По крайней мере, думает она, круг ее чтения — не какие-нибудь детективы или любовные романы. По крайней мере, она развивает свой интеллект. Сейчас она читает Вирджинию Вулф, подряд, книгу за книгой, и потрясена этой женщиной, ее блеском, ее своеобразием, ее бездонной печалью и тем, что, несмотря на свой дар, она все-таки положила камень в карман пальто и вошла в реку. Лоре нравится думать (это один из ее самых больших секретов), что и в ней самой тоже есть искра незаурядности, толика величия, хотя она сознает, что подобные сладкие подозрения как некие маленькие бутоны живут чуть ли не в каждом человеке, живут и так и умирают не раскрывшись. Толкая тележку в супермаркете или сидя под феном в парикмахерской, она спрашивает себя, а не думают ли и все другие женщины примерно то же самое: вот великая душа, познавшая скорби и радости, вот женщина, которой полагалось бы находиться совсем не здесь, добровольно занимается такими обыденными и, в сущности, такими дурацкими вещами: выбирает помидоры, сушит волосы в парикмахерской, ибо в этом ее долг и творчество. Потому что мир устоял, война закончилась, и наша задача — заводить семьи, рожать и растить детей, создавать не просто книги или картины, а новую, гармоничную вселенную, в которой детям должна быть обеспечена безопасность (если не счастье), а мужчинам, пережившим немыслимые ужасы, сражавшимся храбро и умело, — светлые гостиные, запах духов, крахмальные скатерти, салфетки.

Как хорошо! Будто окунаешься!

Лора вылезает из кровати в белое, жаркое июньское утро. Она слышит, как ее муж хлопочет внизу. Алюминиевая крышка целуется с краем кастрюли. Лора берет халат (шениль цвета морской волны), и в комнате возникает коренастый стул — толстенький, только недавно обтянутый плотной бугристой тканью цвета сомон, простеганной шнуром, с оранжево-розовыми пуговицами, образующими ромбовидный узор, и каймой по краю. Один, без халата, поблескивая своей новой яркой обивкой, стул этим солнечным июньским утром, похоже, сам удивлен, что он стул.
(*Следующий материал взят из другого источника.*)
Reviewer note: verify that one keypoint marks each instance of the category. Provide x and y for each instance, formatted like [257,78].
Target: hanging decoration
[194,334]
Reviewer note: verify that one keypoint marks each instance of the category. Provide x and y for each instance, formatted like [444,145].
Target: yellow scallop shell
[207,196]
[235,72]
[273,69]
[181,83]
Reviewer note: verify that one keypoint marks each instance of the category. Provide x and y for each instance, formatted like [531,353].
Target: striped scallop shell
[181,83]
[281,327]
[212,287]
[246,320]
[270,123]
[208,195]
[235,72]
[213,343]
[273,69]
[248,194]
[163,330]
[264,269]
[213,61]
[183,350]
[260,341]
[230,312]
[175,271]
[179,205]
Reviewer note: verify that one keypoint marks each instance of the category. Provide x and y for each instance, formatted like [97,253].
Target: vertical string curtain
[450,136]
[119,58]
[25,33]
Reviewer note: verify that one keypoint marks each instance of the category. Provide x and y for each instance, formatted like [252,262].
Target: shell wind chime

Лора чистит зубы, причесывается и спускается вниз. За несколько ступенек до конца лестницы она замирает и прислушивается. Ее вновь охватывает смутное, похожее на сон чувство (причем усиливающееся), что она стоит за кулисами и вот сейчас ей нужно будет выйти на сцену играть в пьесе, которую она почти не репетировала и для которой совершенно неподходяще одета. Да что же это такое, недоумевает она. Ведь на кухне всего-навсего ее муж и маленький сын. Единственное, чего они от нее хотят, — это чтобы она была рядом, ну и, конечно, любила их. Она подавляет желание потихоньку шмыгнуть назад в постель, к книге. Подавляет раздражение, которое вызывает у нее голос мужа, что-то объясняющего Ричи (когда натираешь картофель на терке, бывает похожий звук). Она преодолевает три последние ступеньки, пересекает узкий холл и входит в кухню.